The cohort was followed-up for a median of 8.2 years. After 5906 person-years, 251 patients died (crude mortality rate = 42.5/1000 person-years) and after 5138 person-years of follow-up, 401 kidney allografts were lost (crude rate of allograft loss = 78.0/1000 person-years).

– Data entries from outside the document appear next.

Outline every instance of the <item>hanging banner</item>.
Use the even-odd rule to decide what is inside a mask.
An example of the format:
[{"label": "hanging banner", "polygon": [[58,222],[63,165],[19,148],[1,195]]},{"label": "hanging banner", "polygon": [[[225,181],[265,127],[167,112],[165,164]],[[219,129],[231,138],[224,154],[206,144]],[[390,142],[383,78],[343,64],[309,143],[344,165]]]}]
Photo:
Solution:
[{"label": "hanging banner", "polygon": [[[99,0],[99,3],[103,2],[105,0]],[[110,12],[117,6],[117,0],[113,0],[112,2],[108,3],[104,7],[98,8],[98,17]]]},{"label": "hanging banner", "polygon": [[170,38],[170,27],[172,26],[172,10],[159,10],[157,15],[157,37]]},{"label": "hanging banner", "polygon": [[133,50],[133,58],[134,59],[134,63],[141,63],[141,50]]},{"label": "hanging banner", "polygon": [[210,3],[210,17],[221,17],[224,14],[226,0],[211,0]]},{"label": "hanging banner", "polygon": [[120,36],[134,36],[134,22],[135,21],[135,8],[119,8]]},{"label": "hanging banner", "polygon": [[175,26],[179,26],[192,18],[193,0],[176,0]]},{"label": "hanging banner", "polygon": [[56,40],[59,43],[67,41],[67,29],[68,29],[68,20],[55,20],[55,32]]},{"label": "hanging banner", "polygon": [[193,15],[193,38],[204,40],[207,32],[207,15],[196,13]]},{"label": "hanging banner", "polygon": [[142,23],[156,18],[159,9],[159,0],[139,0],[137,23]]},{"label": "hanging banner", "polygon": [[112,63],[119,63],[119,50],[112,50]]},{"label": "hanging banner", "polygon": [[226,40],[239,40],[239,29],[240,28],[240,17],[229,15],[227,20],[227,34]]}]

Analyses of kidney transplant recipient mortality
Compared with a haemoglobin concentration of ≤10 g/dl, the univariate HRs by ascending haemoglobin concentration were 0.70 (95% CI: 0.41–1.21; Hb >10–11 g/dl), 0.59 (95% CI: 0.36–0.99; Hb >11–12 g/dl), 0.68 (95% CI: 0.42–1.11; Hb >12–13 g/dl) and 0.64 (95% CI: 0.41–1.00; Hb >13 g/dl), respectively (Table 4). As indicated in Table 4, age and Ccr were important confounders into opposite directions. From the multivariate model, we found no association between haemoglobin concentrations and all-cause mortality; compared with Hb≤10 g/dl, the respective adjusted HRs were 0.80 (95% CI: 0.45–1.42; Hb >10–11 g/dl), 0.78 (95% CI: 0.45–1.34; Hb >11–12 g/dl), 0.80 (95% CI: 0.46–1.40; Hb >12–13g/dl) and 0.76 (95% CI: 0.44–1.31; Hb >13 g/dl; Table 4). The likelihood ratio test failed to indicate that the model including the hemoglobin categories contributed significant information beyond the more parsimonious model (P = 0.90).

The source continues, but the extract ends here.